We'll try knitting on an extractive summary file. Extractive summary elements have dialogue acts as children, which in turn have word children. This knit command resolves 9 NXT files into one XML tree. You can see the results more easily in a web browser than at the command line because it will indent and colour the XML helpfully.

lxinclude -t nite IS1004d.extsumm.xml > yourfile.xml

lxinclude is part of LTXML2, which not everyone has. There's also a slow stylesheet-based method:

java org.apache.xalan.xslt.Process -in IS1004d.extsumm.xml -xsl ../xsl/knit.xsl -out myfile.xml

The lxinclude version is very much faster.

There are tools to help unknit your data back into NXT.

Write a Java Program

NXT has a full Java API you can use if what you want to export or import is particularly complex.

Other NXT corpora and tools etc

Other Corpora

There are a number of corpora available in NXT format some of which have one-meeting samples available to play with before you download. There are one-meeting samples for the Switchboard, Maptask, and Monitor corpora with startup scripts for DICE available in /group/project/ami9/NXTtutorial/Data. As an example, try starting up a one-meeting sample of the switchboard corpus:

cd /group/project/ami9/NXTtutorial/Data/SwitchboardSample
sh switchboard.sh

You'll need to download the single-observation versions of the corpora from this page, or indeed the entire corpora.

If you want to start to formulate queries use the Corpus Help tool from the search GUI as described in Tutorial 1.

Other Tools

There are two other configurable tools available for NXT that we haven't shown examples of: the discourse segmenter, and the continuous video labeller. To see an example of the former:

cd /group/project/ami9/NXTtutorial/
sh ami.sh
select the dialogue act coder and a meeting

You can see the main features of the discourse segmenter - it allows you to segment a dialogue and label the segment. You can also allow the annotation of pairs of elements, and label the pairs.
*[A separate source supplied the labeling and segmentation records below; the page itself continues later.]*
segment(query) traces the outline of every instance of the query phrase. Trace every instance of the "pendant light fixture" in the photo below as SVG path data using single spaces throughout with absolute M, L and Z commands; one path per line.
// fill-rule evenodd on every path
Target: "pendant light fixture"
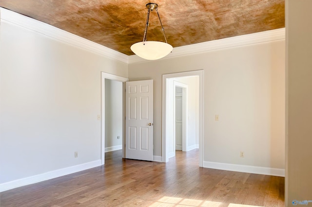
M 143 37 L 143 41 L 134 44 L 130 47 L 130 49 L 136 54 L 142 58 L 147 60 L 157 60 L 162 58 L 170 53 L 172 51 L 173 48 L 167 42 L 164 28 L 162 26 L 160 17 L 158 13 L 158 5 L 154 3 L 149 3 L 146 4 L 146 6 L 148 11 L 147 12 L 147 19 L 146 20 L 146 24 L 145 25 L 144 34 Z M 165 37 L 165 43 L 156 41 L 146 41 L 146 34 L 149 24 L 150 12 L 154 10 L 156 11 L 158 15 L 160 25 L 161 26 L 161 31 Z

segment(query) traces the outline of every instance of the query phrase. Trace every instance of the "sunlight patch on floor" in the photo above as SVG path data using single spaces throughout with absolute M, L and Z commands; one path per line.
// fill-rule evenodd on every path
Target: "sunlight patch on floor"
M 150 207 L 218 207 L 222 203 L 215 201 L 203 201 L 188 198 L 164 196 Z M 264 207 L 258 206 L 245 205 L 244 204 L 230 204 L 228 207 Z

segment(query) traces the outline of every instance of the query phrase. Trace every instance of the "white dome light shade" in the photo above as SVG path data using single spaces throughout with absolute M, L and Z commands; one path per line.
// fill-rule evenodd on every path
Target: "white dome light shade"
M 170 53 L 173 48 L 165 42 L 145 41 L 134 44 L 130 49 L 136 54 L 142 58 L 157 60 Z

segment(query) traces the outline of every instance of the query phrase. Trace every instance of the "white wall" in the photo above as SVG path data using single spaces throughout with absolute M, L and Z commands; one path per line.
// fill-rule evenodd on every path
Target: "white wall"
M 126 77 L 127 64 L 4 20 L 2 11 L 0 190 L 100 165 L 101 71 Z
M 108 152 L 122 148 L 122 83 L 106 79 L 105 84 L 105 151 Z
M 130 81 L 154 81 L 154 155 L 161 155 L 162 74 L 203 69 L 204 162 L 282 171 L 285 53 L 282 39 L 130 64 Z
M 285 1 L 287 137 L 285 206 L 312 200 L 312 1 Z M 292 201 L 294 203 L 292 204 Z M 311 204 L 307 204 L 311 206 Z

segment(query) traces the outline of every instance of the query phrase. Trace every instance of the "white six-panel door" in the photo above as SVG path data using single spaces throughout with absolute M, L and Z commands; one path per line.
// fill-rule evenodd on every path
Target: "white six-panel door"
M 126 82 L 125 158 L 153 160 L 153 80 Z

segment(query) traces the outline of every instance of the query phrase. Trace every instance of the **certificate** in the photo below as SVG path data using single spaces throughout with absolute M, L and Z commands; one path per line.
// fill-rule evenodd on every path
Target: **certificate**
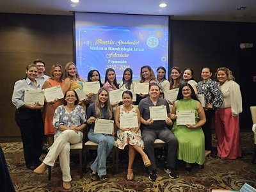
M 119 115 L 120 127 L 135 128 L 139 127 L 138 123 L 138 116 L 136 113 L 125 113 Z
M 195 125 L 195 111 L 176 111 L 177 125 Z
M 167 117 L 166 106 L 150 106 L 149 113 L 154 121 L 165 120 Z
M 83 90 L 83 88 L 79 87 L 79 88 L 76 89 L 75 92 L 77 94 L 78 99 L 79 99 L 79 100 L 83 100 L 86 99 L 85 94 L 84 93 L 84 90 Z
M 149 83 L 135 83 L 134 92 L 136 94 L 148 94 Z
M 114 121 L 108 119 L 99 119 L 95 120 L 94 133 L 106 133 L 112 134 L 114 129 Z
M 122 99 L 122 93 L 124 92 L 122 90 L 116 90 L 110 91 L 109 93 L 109 100 L 111 103 L 119 102 Z
M 26 90 L 24 103 L 34 105 L 38 102 L 40 105 L 44 104 L 44 92 L 42 90 Z
M 124 88 L 120 88 L 120 90 L 122 90 L 122 93 L 121 93 L 121 101 L 123 100 L 123 98 L 122 97 L 122 95 L 123 95 L 124 92 L 125 91 L 130 91 L 132 94 L 132 102 L 136 102 L 136 93 L 134 93 L 134 91 L 132 90 L 127 90 L 127 89 L 124 89 Z
M 179 88 L 176 88 L 164 92 L 164 99 L 172 102 L 175 101 L 178 96 L 179 90 Z
M 60 99 L 64 97 L 63 93 L 60 85 L 43 89 L 43 91 L 44 91 L 44 96 L 47 102 L 54 101 L 55 99 Z
M 83 87 L 85 95 L 89 93 L 97 94 L 98 93 L 99 90 L 100 88 L 100 83 L 99 81 L 83 82 Z
M 204 94 L 197 94 L 197 99 L 198 99 L 203 108 L 205 106 L 205 102 L 204 100 Z

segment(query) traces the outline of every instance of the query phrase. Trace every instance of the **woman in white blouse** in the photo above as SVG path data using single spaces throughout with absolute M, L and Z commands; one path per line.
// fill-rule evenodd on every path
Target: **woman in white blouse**
M 217 155 L 223 159 L 235 159 L 241 156 L 239 114 L 243 109 L 240 86 L 226 67 L 218 68 L 215 76 L 223 94 L 223 102 L 215 111 Z

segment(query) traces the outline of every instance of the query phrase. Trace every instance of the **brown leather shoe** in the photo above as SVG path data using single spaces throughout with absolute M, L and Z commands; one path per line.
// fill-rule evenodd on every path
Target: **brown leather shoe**
M 69 181 L 69 182 L 63 181 L 62 183 L 62 185 L 63 186 L 63 188 L 66 190 L 70 189 L 70 188 L 71 188 L 71 182 L 70 181 Z

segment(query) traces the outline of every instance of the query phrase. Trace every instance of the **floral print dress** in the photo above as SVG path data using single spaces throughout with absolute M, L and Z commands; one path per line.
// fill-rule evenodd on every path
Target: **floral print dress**
M 130 111 L 125 112 L 124 110 L 124 106 L 120 106 L 120 115 L 131 113 L 136 113 L 135 106 L 133 106 Z M 144 148 L 144 142 L 141 139 L 140 129 L 139 129 L 137 133 L 135 133 L 134 129 L 131 131 L 123 131 L 119 129 L 117 131 L 117 136 L 118 139 L 116 142 L 116 146 L 120 149 L 124 149 L 128 144 L 140 146 L 142 148 Z

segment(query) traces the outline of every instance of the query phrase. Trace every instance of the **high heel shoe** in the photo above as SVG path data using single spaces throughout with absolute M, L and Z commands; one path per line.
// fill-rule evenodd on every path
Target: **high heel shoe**
M 129 172 L 132 172 L 131 174 L 128 174 Z M 127 169 L 127 175 L 126 175 L 126 179 L 129 181 L 131 181 L 133 179 L 133 170 L 132 169 Z
M 144 166 L 149 166 L 151 165 L 150 160 L 149 160 L 148 156 L 145 155 L 142 157 L 142 159 L 143 160 Z
M 204 152 L 204 157 L 206 158 L 207 156 L 209 156 L 209 157 L 211 157 L 211 150 L 205 150 Z

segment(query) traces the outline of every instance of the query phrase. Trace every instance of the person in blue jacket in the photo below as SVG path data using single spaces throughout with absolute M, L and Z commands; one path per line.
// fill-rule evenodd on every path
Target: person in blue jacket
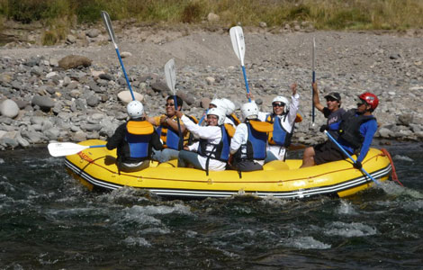
M 377 121 L 373 112 L 379 104 L 379 99 L 372 93 L 365 92 L 358 96 L 357 108 L 342 115 L 338 130 L 337 141 L 350 154 L 357 156 L 355 167 L 360 169 L 361 162 L 369 151 Z M 312 155 L 303 157 L 302 167 L 320 165 L 326 162 L 345 159 L 345 154 L 334 143 L 327 142 L 327 147 L 313 148 Z
M 144 106 L 131 101 L 127 106 L 130 120 L 120 125 L 107 140 L 109 150 L 117 148 L 117 166 L 124 172 L 134 172 L 148 166 L 152 148 L 161 150 L 163 145 L 151 123 L 146 121 Z

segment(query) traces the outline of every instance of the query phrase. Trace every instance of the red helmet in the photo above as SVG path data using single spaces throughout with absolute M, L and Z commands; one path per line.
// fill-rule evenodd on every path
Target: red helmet
M 374 111 L 379 104 L 379 99 L 374 94 L 365 92 L 358 96 L 361 100 L 364 101 L 372 108 L 372 111 Z

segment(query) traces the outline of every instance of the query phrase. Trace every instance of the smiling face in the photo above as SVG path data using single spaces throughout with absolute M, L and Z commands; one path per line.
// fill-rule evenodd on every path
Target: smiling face
M 175 115 L 175 102 L 173 100 L 167 100 L 166 102 L 166 114 L 168 117 Z
M 274 108 L 274 113 L 276 115 L 282 115 L 284 113 L 284 109 L 285 108 L 285 104 L 282 102 L 275 102 L 272 104 Z
M 367 104 L 367 103 L 364 100 L 359 99 L 357 101 L 357 112 L 359 114 L 363 114 L 366 112 L 368 110 L 370 110 L 370 108 L 371 106 Z
M 327 105 L 328 109 L 329 109 L 330 112 L 335 112 L 338 109 L 339 109 L 340 104 L 335 98 L 328 97 L 326 99 L 326 105 Z
M 218 125 L 219 116 L 209 114 L 207 115 L 207 125 L 208 126 L 217 126 Z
To see an example of the continuous video labeller, try:

cd /group/project/ami9/NXTtutorial/
sh ami.sh
select the ContinuousVideoLabeling program and meeting ES2002a

The screen starts blank, but select agent B and the movement layer from the Annotate menu, and select Closeup 4 and Overhead from the signals menu on the Nite Clock. You'll need to rearrange things a bit. Now we'll use a trick from tutorial 1: find an annotation you're interested in, for example a move annotation. First left-click it, then ctrl-right-click it and you'll see that part of the video playing. This tool is actually quite good for replaying annotations and getting a feel for what's there but is not a good annotation tool because it lacks frame accuracy. Secondly, the facility for going back and editing existing annotations - particularly moving the boundary between elements - is poor.

NXT Programming

If you find the built-in annotation tools are not sufficient for your needs, or you need to extract some data in a way that's not easy to do using command-line tools, you will be falling through to NXT's Java API. There are plenty of examples to guide you in the samples directory that's available from CVS. There is also extensive JavaDoc for the API, and people around to help you when you're stuck: you can go through the NXT SourceForge page or email Jonathan directly.